A la lecture de la géographie de la propagation, il est frappant de constater la similitude des points de fixation du Covid-19. Au début, ce virus semblait n’aimer que l’urbain. Les clusters les plus actifs se manifesteront et dans les entreprises et dans les quartiers populaires. Ce sont les noces de la cupidité et de l’ignorance dans son sens le plus balourd du terme. Et bien que ces deux notions s’écrivent au féminin, elles ont enfanté, dans leurs épousailles, une dégénérescence qui a le syndrome Frankenstein. Pour les entreprises, il aurait fallu sévir, dès le premier cas de contamination sur un lieu de travail. Faire preuve d’une extrême et saine sévérité avec ces patrons qui, négligence et impéritie aidant, ont agi comme le feraient des collabos avec un ennemi. Il aurait fallu les frapper là où cela leur fait le plus de mal, à savoir le portefeuille. Dans ces entreprises, à Tanger ou à Casa, les ouvrières et ouvriers, habitent dans les quartiers populaires à forte densité. Ceci explique cela. 

Pour ce qui est de l’ignorance la plus crasse, il est tout de même ahurissant de voir, dans une vidéo virale, un marocain partager fraternellement son masque avec un autre.

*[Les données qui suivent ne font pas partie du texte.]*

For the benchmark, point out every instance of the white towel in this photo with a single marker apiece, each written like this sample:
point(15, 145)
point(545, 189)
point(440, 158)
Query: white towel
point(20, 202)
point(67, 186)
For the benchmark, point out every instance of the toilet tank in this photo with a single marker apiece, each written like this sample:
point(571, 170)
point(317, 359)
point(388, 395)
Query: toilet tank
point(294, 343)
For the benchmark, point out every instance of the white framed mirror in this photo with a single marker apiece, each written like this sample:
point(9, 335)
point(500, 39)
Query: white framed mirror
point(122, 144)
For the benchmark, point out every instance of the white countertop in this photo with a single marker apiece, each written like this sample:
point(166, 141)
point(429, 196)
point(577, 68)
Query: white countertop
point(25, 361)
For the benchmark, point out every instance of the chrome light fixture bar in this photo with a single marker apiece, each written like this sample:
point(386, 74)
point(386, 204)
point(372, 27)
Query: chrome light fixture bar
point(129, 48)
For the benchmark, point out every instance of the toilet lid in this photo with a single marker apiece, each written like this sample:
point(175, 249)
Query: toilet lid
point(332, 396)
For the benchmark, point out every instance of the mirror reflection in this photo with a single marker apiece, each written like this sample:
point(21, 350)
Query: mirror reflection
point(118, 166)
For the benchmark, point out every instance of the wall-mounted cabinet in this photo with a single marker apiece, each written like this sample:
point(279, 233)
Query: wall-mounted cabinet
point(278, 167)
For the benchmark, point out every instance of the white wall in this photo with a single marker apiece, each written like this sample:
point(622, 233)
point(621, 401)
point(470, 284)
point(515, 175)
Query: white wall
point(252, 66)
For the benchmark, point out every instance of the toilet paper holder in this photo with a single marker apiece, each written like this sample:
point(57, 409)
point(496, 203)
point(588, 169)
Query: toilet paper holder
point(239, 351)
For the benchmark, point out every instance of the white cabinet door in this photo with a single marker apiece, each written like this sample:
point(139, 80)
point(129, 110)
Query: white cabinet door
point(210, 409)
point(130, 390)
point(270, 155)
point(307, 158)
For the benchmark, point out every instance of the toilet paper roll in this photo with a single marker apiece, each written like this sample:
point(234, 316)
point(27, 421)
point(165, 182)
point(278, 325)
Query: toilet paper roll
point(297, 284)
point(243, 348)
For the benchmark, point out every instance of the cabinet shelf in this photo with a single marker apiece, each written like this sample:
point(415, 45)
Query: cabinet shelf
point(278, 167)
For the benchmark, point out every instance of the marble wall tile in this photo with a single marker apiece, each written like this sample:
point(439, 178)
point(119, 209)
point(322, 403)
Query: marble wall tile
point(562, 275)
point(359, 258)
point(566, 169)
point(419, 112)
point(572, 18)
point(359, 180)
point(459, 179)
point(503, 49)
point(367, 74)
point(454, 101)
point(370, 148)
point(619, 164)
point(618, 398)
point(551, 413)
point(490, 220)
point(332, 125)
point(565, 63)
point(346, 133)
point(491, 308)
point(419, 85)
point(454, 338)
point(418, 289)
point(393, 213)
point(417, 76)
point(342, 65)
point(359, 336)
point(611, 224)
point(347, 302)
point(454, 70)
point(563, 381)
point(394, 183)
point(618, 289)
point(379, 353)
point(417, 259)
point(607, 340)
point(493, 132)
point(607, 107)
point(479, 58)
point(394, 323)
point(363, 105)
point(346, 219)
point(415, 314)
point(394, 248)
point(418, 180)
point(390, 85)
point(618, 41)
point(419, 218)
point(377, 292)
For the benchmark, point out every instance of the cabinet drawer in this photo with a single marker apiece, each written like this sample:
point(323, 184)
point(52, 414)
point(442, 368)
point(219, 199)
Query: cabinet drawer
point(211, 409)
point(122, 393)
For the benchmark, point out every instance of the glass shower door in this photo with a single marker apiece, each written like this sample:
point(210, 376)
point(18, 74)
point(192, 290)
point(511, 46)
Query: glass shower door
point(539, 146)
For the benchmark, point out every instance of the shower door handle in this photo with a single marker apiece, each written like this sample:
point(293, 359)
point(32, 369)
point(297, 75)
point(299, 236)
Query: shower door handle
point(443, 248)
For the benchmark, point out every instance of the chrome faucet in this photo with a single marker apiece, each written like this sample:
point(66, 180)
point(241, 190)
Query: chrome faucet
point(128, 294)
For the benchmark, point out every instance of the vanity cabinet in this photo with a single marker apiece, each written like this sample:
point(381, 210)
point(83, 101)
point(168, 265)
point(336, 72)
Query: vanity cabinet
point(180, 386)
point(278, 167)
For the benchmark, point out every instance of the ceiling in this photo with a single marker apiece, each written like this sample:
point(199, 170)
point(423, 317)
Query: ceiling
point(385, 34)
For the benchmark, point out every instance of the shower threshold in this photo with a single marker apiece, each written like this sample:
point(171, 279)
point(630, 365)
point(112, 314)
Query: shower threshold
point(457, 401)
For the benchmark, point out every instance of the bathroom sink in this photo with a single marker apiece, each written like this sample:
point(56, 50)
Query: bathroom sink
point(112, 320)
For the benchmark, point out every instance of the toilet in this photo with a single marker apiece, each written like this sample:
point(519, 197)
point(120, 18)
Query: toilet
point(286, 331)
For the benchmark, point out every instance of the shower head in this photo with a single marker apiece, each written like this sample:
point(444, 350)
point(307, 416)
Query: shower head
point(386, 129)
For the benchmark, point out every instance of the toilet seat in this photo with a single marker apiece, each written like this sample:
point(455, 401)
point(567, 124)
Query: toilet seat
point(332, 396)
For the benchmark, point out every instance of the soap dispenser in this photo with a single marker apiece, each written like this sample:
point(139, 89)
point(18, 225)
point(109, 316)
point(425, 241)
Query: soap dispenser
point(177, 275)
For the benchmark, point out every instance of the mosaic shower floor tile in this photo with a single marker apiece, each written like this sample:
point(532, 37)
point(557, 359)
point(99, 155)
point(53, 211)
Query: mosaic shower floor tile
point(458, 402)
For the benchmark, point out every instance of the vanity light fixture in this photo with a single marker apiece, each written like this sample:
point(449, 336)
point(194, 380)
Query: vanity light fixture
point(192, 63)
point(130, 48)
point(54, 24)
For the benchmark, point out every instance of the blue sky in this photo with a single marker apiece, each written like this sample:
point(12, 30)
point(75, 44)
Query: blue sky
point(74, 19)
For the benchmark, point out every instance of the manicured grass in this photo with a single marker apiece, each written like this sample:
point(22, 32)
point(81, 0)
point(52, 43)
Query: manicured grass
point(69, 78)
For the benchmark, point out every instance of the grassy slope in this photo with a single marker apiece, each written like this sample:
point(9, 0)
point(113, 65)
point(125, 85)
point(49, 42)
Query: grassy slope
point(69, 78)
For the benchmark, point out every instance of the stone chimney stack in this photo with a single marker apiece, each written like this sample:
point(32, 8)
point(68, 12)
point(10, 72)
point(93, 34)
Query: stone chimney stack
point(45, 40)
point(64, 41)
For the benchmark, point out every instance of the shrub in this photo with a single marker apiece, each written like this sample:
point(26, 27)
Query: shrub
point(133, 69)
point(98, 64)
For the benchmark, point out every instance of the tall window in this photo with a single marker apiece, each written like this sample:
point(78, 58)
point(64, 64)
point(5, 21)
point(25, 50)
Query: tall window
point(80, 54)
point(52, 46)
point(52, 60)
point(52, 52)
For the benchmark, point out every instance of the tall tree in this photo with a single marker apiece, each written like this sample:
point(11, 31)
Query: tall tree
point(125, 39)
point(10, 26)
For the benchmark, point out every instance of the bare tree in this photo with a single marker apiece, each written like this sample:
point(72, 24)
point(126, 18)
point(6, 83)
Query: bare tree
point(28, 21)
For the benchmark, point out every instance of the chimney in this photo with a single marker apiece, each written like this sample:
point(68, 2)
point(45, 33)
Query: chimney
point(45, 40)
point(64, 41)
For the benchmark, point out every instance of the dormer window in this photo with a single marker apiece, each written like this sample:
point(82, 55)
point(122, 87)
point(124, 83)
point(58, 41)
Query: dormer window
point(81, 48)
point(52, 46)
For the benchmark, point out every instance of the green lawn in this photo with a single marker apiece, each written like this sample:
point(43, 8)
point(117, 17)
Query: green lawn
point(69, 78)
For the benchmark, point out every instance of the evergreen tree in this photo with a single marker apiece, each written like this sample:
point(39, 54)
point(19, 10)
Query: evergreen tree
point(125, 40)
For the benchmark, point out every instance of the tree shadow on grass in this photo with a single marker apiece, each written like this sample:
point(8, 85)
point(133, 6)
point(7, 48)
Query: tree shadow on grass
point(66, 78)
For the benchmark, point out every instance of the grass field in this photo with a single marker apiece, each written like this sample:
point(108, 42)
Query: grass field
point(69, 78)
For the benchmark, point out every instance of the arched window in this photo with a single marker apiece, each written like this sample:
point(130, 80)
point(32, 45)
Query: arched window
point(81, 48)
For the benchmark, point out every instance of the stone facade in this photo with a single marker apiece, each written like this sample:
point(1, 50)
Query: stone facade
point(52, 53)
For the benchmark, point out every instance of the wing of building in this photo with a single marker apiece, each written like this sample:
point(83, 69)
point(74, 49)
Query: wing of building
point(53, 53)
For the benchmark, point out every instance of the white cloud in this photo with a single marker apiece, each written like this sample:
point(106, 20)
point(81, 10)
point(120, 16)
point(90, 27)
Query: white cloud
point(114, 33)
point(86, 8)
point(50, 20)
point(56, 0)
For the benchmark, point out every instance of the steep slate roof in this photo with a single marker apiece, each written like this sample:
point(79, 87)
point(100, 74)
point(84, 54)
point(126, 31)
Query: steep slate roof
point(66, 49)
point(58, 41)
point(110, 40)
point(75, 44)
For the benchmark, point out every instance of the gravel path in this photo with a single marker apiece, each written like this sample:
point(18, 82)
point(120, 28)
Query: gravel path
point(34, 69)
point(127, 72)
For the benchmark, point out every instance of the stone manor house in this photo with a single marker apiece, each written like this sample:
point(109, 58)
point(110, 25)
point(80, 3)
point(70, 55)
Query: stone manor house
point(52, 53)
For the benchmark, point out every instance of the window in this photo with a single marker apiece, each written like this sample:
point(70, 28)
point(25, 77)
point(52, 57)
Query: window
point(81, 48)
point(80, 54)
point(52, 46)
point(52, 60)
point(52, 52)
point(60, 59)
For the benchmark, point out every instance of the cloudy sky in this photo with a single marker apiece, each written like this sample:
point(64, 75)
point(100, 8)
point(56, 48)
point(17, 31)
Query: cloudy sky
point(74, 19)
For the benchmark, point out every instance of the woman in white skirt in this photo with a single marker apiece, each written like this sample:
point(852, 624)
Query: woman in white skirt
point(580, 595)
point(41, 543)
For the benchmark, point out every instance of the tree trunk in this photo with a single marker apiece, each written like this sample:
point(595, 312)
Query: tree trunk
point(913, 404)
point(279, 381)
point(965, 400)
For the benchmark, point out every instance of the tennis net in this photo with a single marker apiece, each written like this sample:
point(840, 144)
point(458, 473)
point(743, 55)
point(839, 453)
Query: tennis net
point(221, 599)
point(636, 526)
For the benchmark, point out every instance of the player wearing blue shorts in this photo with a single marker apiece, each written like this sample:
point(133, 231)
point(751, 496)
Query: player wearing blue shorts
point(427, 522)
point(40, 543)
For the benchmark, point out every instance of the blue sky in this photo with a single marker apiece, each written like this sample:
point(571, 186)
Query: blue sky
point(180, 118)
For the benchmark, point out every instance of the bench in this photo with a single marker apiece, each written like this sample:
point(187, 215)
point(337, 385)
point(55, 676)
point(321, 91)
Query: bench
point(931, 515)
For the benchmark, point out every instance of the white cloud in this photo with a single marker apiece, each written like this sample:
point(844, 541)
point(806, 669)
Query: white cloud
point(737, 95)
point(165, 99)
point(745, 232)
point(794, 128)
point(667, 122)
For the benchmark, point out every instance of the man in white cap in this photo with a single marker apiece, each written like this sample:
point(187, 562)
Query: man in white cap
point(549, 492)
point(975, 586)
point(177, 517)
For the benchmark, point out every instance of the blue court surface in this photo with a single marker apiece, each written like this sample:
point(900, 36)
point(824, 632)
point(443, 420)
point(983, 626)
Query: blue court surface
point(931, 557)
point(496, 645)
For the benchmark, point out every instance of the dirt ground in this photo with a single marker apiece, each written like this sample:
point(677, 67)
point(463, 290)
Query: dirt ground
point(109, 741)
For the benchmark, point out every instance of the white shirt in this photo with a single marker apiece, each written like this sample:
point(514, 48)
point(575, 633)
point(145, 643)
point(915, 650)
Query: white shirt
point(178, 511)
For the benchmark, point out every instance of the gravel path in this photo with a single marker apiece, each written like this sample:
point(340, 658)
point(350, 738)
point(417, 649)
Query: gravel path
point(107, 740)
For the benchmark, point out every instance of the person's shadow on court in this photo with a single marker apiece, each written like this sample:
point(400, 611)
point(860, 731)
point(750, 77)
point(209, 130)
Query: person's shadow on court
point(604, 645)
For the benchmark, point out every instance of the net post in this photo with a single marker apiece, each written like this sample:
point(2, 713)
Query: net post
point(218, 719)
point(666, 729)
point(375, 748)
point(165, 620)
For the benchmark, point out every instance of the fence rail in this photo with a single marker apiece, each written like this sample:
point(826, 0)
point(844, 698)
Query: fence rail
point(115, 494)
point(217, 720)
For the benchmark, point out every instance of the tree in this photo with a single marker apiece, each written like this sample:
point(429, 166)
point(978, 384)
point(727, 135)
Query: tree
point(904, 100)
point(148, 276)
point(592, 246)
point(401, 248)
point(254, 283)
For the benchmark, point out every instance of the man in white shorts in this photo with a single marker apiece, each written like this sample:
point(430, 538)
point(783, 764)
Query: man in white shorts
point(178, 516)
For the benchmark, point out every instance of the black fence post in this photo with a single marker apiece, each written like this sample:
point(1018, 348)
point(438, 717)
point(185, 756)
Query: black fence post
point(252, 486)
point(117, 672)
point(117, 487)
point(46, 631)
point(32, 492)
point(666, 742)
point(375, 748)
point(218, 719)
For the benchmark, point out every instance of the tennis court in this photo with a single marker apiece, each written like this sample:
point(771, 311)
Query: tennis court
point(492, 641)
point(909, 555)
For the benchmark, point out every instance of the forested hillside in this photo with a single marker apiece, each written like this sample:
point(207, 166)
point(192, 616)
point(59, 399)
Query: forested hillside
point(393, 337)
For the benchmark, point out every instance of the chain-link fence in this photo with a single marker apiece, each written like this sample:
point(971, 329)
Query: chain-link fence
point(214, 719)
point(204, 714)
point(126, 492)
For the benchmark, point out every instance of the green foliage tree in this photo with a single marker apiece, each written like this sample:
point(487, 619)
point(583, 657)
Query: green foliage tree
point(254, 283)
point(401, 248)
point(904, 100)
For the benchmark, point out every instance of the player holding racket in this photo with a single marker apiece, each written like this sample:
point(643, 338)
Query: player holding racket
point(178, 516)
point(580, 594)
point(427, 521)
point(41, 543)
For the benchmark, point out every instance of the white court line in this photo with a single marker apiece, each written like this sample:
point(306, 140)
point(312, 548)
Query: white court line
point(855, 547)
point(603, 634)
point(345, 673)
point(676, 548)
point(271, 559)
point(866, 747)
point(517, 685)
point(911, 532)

Cette fraternité, l’une des marques du marocain, devient ici criminelle.

Coté gouvernement, c’est un peu panique à bord. Entre tâtonnement et précipitation, se dégage un sentiment d’improvisation. Ce week-end, le premier ministre, dans une vidéo filmée visiblement par son téléphone, donne l’impression désastreuse de celui qui est dépassé par les évènements. Son expression laisse pantois. Avec des accents très peu churchilliens, la voix éraillée, il annonce le cadenassage des villes à la veille de la traditionnelle transhumance de la fête du mouton. Il aurait été plus simple, et certainement plus courageux, de faire l’impasse sur ce rituel dont raffole les Marocains, ce qui les renoue avec leurs essences paysannes. Après les entreprises, les souks seront certainement les endroits qui aiguiseront l’appétit du virus.

Cantonné, dans un premier temps, dans les grands espaces urbains, le virus n’épargne plus aucune parcelle du territoire. Au début, virulent à Fès et faible à Tanger, on assiste au contraire aujourd’hui. Après 135 jours de confinement, le pays ne compte que 316 morts. L’Italie en a compté jusqu’à 800 morts par jour sans que ne tremble la main des responsables politiques transalpins. C’est dire que c’est devant le mur qu’on reconnait le peintre.